1842-03-05, de  Delacroix, Eugène à  Pierret, Jean-Baptiste.
[p. 1] Monsieur Pierret
Rue Tronchet, n° 13, à Paris
Saint-Leu-Taverny, 5 mars 1842
Paris, 6 mars 1842

Cher ami,

Je m’acquitte de ma promesse. J’ai bien fait le voyage : je ne puis espérer encore un grand changement, puisque je ne suis ici que depuis un jour et demi. Je reconnais maintenant que si j’avais observé plus tôt le régime de silence que je suis ici plus facilement, je serais guéri depuis longtemps, car sous le rapport de la voix, je suis moins avancé que jamais. Mais comme cette nature est séduisante ! Mon ami, il faut venir au mois de mars dans un village pelé des environs de Paris comme ils sont tous, pour renverser en esprit tous [p. 3] les systèmes sur le beau, l’idéal, le choix, etc. La plus pauvre allée, avec ses baguettes toutes droites sans feuilles, dans un horizon plat et terne, en dit autant à l’imagination que tous les sites les plus vantés. Ce petit cotylédon qui perce la terre, cette violette qui répand son premier parfum vous ravissent. J’aime autant cela que les pins d’Italie qui ont l’air de panaches et les fabriques dans le paysage qui sont comme des assiettes montées pour le dessert. Vive la chaumière, vive tout ce qui parle à l’âme.

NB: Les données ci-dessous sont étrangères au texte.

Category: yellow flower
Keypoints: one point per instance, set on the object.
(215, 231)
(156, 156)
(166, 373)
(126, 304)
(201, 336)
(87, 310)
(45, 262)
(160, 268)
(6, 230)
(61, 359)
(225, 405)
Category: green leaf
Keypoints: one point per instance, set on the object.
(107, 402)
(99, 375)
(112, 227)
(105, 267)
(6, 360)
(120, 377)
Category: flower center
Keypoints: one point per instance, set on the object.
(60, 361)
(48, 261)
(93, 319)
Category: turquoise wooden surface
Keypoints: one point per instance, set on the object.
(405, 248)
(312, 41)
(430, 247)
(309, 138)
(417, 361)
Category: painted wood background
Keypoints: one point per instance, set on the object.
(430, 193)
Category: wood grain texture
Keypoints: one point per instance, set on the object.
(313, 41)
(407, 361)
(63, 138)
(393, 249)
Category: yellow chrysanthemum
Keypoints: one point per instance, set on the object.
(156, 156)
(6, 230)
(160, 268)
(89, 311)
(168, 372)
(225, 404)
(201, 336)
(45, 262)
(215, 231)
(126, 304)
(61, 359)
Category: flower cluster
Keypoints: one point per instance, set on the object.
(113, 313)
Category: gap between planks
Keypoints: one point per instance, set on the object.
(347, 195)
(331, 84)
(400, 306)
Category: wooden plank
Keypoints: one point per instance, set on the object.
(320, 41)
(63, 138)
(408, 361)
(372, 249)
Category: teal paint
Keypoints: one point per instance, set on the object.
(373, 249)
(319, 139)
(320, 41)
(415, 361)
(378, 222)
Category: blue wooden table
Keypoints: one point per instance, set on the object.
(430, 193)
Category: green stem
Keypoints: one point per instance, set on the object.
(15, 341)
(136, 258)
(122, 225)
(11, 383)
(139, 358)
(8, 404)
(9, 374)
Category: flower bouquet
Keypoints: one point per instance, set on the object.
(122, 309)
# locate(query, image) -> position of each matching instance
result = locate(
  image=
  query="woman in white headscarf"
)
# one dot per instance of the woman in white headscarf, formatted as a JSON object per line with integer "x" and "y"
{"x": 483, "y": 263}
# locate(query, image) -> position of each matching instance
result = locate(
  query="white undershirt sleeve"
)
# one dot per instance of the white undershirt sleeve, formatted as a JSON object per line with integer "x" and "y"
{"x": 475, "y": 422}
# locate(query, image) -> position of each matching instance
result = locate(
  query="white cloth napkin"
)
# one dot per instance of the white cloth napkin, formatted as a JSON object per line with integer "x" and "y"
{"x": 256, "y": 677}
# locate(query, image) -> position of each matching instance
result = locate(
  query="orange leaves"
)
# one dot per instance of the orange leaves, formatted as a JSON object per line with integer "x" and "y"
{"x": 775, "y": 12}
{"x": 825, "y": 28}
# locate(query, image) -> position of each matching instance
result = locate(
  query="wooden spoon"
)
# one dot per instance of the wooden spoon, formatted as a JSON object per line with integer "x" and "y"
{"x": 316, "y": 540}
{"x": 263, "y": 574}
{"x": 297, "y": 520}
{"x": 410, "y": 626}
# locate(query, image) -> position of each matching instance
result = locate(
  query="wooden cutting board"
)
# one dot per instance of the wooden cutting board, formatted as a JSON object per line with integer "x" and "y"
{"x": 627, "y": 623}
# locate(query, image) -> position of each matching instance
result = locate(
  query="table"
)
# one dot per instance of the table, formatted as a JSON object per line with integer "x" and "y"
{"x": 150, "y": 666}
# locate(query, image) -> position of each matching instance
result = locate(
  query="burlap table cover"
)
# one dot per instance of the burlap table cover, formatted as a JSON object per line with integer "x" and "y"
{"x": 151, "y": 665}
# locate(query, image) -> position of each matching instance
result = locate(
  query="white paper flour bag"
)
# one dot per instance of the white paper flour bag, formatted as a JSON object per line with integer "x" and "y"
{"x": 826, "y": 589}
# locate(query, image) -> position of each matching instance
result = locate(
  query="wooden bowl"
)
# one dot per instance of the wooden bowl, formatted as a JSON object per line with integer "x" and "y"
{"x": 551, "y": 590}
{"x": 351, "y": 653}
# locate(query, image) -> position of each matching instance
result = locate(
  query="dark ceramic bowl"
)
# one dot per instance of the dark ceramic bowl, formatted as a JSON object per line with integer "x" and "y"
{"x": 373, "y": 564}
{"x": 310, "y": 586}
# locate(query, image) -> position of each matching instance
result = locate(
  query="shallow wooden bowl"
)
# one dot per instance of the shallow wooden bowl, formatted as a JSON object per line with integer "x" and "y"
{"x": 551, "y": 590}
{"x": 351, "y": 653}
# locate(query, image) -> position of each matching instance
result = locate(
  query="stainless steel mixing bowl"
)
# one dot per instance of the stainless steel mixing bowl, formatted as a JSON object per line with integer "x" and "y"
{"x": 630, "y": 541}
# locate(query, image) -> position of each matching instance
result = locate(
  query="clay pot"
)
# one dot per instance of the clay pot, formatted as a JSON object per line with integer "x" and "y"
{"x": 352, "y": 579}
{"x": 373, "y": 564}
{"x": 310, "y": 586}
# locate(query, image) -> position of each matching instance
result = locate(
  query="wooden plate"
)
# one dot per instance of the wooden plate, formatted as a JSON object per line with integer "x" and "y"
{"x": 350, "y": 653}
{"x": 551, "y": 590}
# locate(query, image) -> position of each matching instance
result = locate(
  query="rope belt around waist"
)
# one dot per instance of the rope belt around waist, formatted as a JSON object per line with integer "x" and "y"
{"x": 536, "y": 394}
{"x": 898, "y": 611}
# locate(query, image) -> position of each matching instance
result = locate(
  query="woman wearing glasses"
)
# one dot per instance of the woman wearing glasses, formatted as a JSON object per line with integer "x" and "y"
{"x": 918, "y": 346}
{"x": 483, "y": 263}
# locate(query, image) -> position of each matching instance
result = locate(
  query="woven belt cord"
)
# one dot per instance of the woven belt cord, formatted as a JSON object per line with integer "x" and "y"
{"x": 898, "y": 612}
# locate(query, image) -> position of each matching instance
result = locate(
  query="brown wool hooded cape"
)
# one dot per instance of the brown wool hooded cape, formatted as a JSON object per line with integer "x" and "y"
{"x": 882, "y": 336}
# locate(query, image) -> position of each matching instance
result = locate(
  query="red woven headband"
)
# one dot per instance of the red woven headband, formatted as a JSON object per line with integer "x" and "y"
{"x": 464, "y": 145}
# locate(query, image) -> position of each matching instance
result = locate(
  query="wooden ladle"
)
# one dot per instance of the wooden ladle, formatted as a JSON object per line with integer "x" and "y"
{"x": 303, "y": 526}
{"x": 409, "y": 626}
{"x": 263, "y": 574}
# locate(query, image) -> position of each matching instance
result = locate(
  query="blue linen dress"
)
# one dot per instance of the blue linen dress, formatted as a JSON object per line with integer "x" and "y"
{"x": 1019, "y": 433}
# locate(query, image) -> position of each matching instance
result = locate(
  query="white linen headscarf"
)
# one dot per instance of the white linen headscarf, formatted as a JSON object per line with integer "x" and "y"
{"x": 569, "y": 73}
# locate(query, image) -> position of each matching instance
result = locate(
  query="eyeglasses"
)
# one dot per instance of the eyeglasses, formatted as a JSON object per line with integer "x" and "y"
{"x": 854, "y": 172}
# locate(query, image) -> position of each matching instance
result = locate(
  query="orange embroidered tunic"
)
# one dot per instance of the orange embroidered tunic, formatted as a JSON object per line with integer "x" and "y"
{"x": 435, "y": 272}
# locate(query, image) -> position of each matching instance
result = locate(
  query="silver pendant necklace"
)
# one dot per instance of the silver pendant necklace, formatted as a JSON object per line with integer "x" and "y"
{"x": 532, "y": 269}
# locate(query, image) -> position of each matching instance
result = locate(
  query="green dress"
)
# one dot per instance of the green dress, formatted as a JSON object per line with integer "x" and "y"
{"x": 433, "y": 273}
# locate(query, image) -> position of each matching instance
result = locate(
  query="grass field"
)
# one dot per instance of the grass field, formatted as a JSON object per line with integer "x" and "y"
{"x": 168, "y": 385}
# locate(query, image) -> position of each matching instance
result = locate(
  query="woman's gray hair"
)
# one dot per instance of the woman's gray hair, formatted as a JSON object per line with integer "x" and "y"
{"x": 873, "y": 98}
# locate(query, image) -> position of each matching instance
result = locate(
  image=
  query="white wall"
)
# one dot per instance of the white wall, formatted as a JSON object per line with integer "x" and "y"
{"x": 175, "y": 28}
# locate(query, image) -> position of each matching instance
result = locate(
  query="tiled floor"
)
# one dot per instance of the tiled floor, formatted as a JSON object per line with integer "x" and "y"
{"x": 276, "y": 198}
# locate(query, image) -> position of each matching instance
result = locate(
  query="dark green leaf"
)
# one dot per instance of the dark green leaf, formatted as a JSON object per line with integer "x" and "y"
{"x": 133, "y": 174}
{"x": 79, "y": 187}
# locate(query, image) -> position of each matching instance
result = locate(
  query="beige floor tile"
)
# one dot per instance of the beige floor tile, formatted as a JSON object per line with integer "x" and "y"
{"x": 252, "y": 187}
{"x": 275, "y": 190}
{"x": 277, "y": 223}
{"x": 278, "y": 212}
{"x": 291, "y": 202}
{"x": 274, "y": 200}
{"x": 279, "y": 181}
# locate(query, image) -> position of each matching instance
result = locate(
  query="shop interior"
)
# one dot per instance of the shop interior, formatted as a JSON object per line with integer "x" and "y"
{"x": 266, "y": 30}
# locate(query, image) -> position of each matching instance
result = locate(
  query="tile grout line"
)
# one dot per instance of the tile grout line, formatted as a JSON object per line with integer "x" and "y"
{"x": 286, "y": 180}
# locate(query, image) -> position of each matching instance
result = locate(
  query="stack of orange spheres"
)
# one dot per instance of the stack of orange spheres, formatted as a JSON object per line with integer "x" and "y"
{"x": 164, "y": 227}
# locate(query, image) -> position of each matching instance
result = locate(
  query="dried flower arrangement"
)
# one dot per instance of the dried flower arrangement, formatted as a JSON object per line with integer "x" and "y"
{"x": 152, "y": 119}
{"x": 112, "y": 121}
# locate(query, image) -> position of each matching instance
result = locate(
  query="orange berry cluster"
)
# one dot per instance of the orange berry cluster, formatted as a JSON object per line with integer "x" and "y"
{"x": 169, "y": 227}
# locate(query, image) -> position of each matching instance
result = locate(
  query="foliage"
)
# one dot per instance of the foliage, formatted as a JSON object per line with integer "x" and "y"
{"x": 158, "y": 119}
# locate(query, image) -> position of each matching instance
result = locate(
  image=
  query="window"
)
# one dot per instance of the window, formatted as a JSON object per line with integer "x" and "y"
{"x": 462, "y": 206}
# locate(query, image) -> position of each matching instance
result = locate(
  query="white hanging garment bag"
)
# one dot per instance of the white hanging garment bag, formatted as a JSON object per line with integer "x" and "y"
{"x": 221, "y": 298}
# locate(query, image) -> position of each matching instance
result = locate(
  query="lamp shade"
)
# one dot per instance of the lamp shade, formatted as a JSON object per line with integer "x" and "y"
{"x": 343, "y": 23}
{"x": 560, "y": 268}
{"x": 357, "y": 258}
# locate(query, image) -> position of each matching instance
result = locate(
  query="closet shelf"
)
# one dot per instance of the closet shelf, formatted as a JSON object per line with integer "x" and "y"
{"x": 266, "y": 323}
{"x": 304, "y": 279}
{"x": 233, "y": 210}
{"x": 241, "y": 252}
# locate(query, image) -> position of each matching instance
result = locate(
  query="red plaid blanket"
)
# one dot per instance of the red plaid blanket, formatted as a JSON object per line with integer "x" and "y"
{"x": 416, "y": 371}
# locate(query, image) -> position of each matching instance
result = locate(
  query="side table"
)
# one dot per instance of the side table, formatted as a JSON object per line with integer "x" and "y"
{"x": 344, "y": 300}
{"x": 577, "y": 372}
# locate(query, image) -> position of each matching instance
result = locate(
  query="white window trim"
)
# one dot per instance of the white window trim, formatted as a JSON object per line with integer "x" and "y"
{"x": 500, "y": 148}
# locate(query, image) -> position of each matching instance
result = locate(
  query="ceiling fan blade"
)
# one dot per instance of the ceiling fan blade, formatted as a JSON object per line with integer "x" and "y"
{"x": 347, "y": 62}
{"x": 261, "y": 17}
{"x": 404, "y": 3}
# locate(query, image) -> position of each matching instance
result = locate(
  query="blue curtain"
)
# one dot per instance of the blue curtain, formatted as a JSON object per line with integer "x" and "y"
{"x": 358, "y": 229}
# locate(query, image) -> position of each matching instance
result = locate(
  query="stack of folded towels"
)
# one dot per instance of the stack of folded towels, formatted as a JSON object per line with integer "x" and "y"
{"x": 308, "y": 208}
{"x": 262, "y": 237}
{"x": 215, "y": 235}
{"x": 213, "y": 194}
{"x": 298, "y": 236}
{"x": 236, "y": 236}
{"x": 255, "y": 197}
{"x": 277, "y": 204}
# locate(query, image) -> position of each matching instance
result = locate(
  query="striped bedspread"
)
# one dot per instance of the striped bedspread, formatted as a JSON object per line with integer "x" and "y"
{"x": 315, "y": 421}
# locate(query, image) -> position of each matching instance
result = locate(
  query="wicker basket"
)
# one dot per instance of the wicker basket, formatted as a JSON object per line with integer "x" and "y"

Heureux qui possède un coin de terre ; mais si ce coin de terre a dix mille arpents, je n’en veux pas sans souvenirs qui m’y rattachent et m’y rappellent à chaque pas ceux que j’ai aimés. Je préférerais, à une villa [p. 4]magnifique, le plus petit enclos où se serait passée ma jeunesse. Mais il n’y faut plus penser.

Voilà mes rêveries ici. Peut-être y travaillerai-je un peu, mais seulement pour me faire sentir plus de plaisir à aller me promener. Aimons-nous, mon pauvre vieux ami, soyons-nous l’un à l’autre des souvenirs vivants ; puisque les arbres ne veulent pas de nous, que chacune de nos rides nous rappelle au moins une joie envolée et en même temps les peines qui composent tout le tissu de notre frêle vie.

Réponds-moi quelques mots. Embrasse tous les tiens, méprise ce qui est faux bien. Je t’ai démontré qu’il valait mieux un sentiment qu’un trésor ; mais tu le sais bien.

Adieu, je t’embrasse de cœur.

Eugène

Chez M. Riesener, à Frépillon, par Saint-Leu-Taverny.